Chapitre 17/2836%~8 min de lecture1 481 mots

Bang !

L'homme s'effondra au sol en réponse.

Les particules de pierre au sol lui lacéraient le dos, la poussière volait, saliant ses vêtements amples, l'homme renifla froidement, et une fine trace de sang s'écoula du coin de sa bouche.

« Tai ! »

La femme à ses côtés vit cela et vint rapidement le soutenir.

L'homme nommé Tai endura la douleur et, avec l'aide de la femme, parvint à se relever, puis essuya le carmin de son visage.

« Tu vas bien... »

La femme regarda les blessures de Tai, le cœur serré.

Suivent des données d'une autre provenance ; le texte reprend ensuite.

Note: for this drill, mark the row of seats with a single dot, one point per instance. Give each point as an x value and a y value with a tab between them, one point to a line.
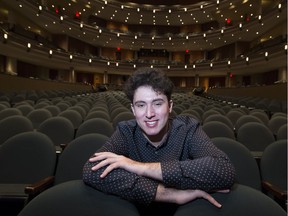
36	158
35	95
102	108
269	105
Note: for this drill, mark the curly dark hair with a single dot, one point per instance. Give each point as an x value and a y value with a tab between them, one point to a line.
155	78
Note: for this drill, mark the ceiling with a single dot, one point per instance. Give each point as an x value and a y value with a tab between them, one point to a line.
148	14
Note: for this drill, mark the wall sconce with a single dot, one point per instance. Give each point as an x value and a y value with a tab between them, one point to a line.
229	63
260	18
266	56
39	9
240	26
28	47
279	7
5	36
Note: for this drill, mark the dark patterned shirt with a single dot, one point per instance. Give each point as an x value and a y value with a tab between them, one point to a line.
188	158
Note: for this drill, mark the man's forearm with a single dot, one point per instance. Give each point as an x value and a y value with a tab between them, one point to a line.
151	170
180	197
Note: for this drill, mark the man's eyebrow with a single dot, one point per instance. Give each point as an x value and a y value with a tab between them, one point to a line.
155	100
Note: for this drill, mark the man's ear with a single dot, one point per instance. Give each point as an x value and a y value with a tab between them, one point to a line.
170	106
132	108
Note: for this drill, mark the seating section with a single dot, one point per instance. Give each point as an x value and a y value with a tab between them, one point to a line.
83	121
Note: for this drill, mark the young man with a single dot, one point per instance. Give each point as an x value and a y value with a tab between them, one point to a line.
156	159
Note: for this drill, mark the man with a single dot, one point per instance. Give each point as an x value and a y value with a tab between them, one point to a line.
155	159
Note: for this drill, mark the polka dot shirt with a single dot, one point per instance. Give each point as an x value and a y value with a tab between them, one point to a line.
189	160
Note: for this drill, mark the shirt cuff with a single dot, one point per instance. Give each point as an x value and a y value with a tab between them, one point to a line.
171	173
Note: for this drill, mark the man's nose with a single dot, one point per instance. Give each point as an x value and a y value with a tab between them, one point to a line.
150	112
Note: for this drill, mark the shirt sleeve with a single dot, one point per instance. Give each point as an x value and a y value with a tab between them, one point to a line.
206	167
120	182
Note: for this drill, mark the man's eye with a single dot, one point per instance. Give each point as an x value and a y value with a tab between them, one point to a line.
158	104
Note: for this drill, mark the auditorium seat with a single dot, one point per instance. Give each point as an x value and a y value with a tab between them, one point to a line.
79	109
98	114
255	136
74	116
245	119
76	198
276	122
123	116
25	108
208	113
221	118
273	166
234	115
242	200
282	132
13	125
37	116
10	111
246	167
25	159
59	129
218	129
116	111
74	156
263	116
53	109
95	125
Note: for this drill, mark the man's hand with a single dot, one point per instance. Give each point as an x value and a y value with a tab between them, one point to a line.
114	161
184	196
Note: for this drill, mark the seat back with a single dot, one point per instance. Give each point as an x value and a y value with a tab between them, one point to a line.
123	116
95	125
37	116
59	129
276	122
27	158
74	116
13	125
218	129
247	171
76	198
72	159
255	136
273	164
242	200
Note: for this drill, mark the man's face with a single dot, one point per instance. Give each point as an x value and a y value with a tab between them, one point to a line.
151	110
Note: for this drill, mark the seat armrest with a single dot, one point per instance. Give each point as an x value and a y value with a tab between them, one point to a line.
38	187
274	190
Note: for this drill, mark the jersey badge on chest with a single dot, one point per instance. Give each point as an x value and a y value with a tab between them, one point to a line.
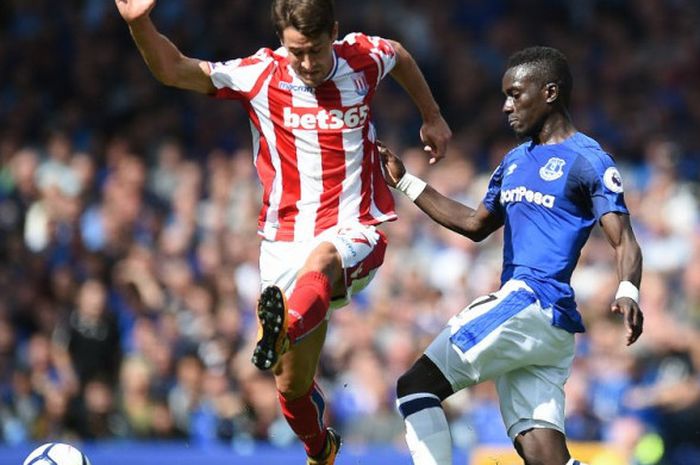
553	169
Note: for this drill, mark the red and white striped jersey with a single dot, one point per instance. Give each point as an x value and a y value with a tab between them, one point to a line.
314	148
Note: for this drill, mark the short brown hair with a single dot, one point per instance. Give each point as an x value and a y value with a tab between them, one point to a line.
310	17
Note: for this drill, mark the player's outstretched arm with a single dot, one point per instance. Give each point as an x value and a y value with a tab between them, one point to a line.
162	57
619	232
434	133
474	224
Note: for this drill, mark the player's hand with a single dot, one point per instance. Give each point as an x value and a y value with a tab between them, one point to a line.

Tai agita la main vers la femme pour montrer que ce n'était pas grave, mais en voyant les traces de sang sur sa paume, son cœur se remplit de colère impuissante.

« Pourquoi —— ! » Il interpella le garde qui l'avait attaqué.

Clic !

À peine eut-il parlé que tous les gardes présents levèrent leurs armes et braquèrent leurs canons sur les cinq personnes totalement sans défense.

« Non, grands frères, parlons calmement... »

« Nous... nous ne sommes pas venus envahir exprès, nous avons juste... »

Le compagnon de Tai tenta de calmer le jeu, mais dès qu'il'ouvrit la bouche, les canons se braquèrent sur sa poitrine.

Les autres compagnons virent cela, ravalèrent leur salive instinctivement, et ne purent qu'avaler leurs mots de supplication.

Bien que Tai fût réticent, à cet instant, il était contraint par la force et se sentait impuissant.

Lui et ses compagnons furent forcés de se serrer les uns contre les autres, comme des bêtes qu'on mène à l'abattoir, toute explication étant vaine.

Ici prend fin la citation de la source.